# The Three Day Burn



## jstuedle (Oct 26, 2005)

A few pics from a fire we had back in July.





About noon today (July 7, 2005) a fire started in the first floor of Consolidated Plastics, a plastic recycling facility. Greendale fire and rescue responded to an alarm at approximately 12:12 and arrived on scene within 12 min. according to the Greendale fire chief.





The fire burned throughout the afternoon and well into evening. Fire crews estimated the temp. inside the building at 1200F. Water had no effect on the pools of hot plastic. The fire was burning as night fell and we went to press.





The fire that started yesterday in Greendale still burns this morning as seen from the Lawrenceburg side of the river.





The fire has spread to the entire first floor and tons of plastic burn filling the air with fowl smelling smoke.
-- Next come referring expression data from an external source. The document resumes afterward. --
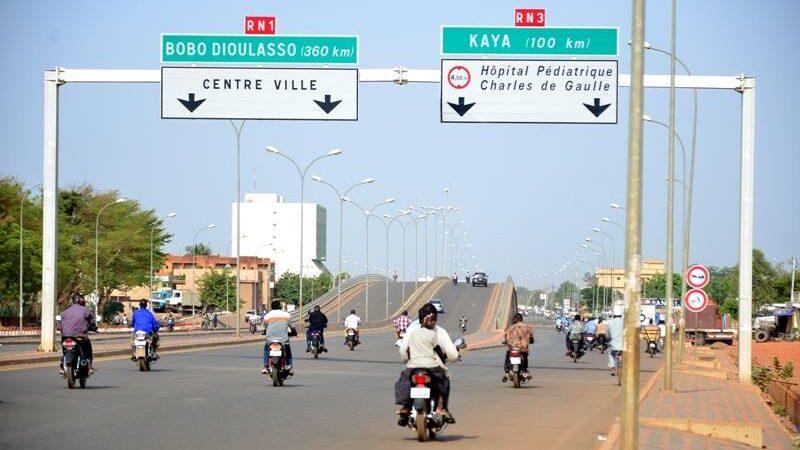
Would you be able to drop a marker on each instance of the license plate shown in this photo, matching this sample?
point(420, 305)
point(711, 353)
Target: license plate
point(420, 393)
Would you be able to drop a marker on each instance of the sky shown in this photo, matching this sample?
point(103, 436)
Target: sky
point(528, 194)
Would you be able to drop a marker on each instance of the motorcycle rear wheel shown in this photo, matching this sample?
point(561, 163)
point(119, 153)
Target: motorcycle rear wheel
point(421, 421)
point(70, 377)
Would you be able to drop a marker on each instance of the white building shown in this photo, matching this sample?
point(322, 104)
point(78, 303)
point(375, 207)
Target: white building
point(272, 230)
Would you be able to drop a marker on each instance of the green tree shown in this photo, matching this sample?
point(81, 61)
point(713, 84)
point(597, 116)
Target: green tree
point(218, 290)
point(199, 249)
point(12, 195)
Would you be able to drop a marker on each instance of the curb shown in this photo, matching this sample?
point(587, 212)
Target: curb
point(613, 434)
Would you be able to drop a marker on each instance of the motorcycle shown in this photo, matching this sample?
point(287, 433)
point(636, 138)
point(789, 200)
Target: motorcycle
point(76, 365)
point(652, 347)
point(515, 374)
point(316, 348)
point(602, 342)
point(276, 368)
point(590, 340)
point(424, 418)
point(144, 354)
point(350, 339)
point(400, 337)
point(577, 351)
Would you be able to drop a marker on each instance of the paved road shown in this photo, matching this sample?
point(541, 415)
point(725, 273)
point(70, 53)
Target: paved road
point(216, 398)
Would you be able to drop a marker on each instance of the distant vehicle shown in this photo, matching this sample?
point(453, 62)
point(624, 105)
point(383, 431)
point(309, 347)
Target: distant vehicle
point(479, 279)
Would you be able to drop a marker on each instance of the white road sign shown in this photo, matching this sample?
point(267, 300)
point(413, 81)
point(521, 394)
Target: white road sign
point(695, 300)
point(697, 276)
point(529, 91)
point(259, 93)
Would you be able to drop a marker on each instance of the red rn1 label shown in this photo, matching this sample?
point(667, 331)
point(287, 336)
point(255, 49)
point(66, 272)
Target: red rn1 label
point(259, 25)
point(524, 17)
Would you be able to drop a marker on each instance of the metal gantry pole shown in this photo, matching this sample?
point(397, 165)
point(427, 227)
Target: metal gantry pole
point(629, 423)
point(238, 131)
point(748, 90)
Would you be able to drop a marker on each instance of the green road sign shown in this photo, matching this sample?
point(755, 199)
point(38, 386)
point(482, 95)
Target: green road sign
point(468, 40)
point(258, 49)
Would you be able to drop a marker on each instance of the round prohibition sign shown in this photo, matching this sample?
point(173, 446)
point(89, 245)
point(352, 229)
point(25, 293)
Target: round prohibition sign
point(695, 300)
point(697, 276)
point(458, 77)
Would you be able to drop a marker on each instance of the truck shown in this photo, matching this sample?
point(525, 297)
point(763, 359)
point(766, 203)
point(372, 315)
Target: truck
point(708, 326)
point(774, 324)
point(166, 297)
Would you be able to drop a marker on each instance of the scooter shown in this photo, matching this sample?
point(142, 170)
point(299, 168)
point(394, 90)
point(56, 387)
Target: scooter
point(276, 366)
point(424, 418)
point(75, 364)
point(144, 354)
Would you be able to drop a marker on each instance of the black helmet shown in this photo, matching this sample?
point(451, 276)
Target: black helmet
point(77, 298)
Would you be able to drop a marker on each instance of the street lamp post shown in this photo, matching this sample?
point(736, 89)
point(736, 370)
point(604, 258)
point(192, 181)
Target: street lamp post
point(96, 250)
point(152, 230)
point(194, 252)
point(341, 214)
point(302, 174)
point(386, 269)
point(367, 213)
point(23, 196)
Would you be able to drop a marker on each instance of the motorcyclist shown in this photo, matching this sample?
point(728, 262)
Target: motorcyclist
point(462, 323)
point(423, 347)
point(614, 337)
point(575, 329)
point(317, 321)
point(76, 322)
point(401, 323)
point(170, 322)
point(518, 335)
point(144, 320)
point(278, 324)
point(352, 321)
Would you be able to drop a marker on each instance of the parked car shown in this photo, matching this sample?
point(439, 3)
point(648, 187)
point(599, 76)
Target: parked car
point(479, 279)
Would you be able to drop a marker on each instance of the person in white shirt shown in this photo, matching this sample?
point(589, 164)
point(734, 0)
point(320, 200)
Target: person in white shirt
point(352, 321)
point(425, 346)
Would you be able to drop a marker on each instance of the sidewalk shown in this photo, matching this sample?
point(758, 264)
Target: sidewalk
point(708, 393)
point(122, 347)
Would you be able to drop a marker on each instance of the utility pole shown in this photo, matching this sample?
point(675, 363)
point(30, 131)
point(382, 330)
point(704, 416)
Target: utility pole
point(629, 423)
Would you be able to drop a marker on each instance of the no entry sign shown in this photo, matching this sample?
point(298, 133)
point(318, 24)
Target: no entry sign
point(697, 276)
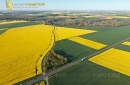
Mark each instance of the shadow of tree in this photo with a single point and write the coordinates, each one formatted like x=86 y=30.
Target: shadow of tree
x=63 y=53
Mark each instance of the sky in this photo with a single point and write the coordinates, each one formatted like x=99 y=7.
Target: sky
x=73 y=4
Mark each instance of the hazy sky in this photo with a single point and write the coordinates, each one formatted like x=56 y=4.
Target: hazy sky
x=74 y=4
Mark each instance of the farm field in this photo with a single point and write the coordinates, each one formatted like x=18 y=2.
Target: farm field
x=88 y=73
x=40 y=83
x=106 y=36
x=24 y=48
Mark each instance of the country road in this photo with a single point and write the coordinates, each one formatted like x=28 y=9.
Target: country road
x=44 y=76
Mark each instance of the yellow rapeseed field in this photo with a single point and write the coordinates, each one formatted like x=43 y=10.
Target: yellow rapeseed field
x=21 y=52
x=40 y=83
x=121 y=17
x=115 y=59
x=126 y=43
x=22 y=49
x=89 y=43
x=66 y=33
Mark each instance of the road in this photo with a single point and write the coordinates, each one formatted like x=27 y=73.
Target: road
x=43 y=77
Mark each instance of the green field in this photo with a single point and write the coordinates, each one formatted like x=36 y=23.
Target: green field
x=87 y=73
x=109 y=35
x=19 y=24
x=15 y=25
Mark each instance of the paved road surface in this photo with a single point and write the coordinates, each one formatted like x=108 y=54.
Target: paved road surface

Fire crews are seen here spraying a curtain of water to prevent the next building from the same fate.





This fire crew from the Cincinnati suburb of Woodlawn sprays water on the fire in an attempt to contain it to only one building.





A loosing battle as the second floor is now fully involved where many tons of processed plastic is stored. The top two floors are said to be empty.





Day three. As small fires burn themselves out the burned out hulk of what was Consolidated Plastics of Greendale, In. the state fire marshal investigates the cause of this tragic fire. 18 fire companies from Ohio, Kentucky and Indiana responded to help contain this fire. 


This was my verbiage, the editors cut most of it. This appeared in a small local paper published here. I gave the volunteer companies prints for there "Glory Wall" as a little PR. In September the building was demolished. It had been originally built for a distillery and was said to be "fire proof". They built it to withstand the quick flash of an alcohol fire, not 3 1/2 of hot plastic burning at over 1200 degrees.


----------



## LizM (Oct 26, 2005)

I love the one with the rainbow!!!


----------



## elsaspet (Oct 27, 2005)

The rainbow shots are great!


----------



## jstuedle (Oct 27, 2005)

Thanks, I got lucky with the rainbows. The sun was only in the correct place to produce them for about 15 min. We watched this fire for the biggest part of 3 days waiting for it to collapse, never happened. It was amazing to watch them pore water on it and have it turned to steam before it ever hit the fire.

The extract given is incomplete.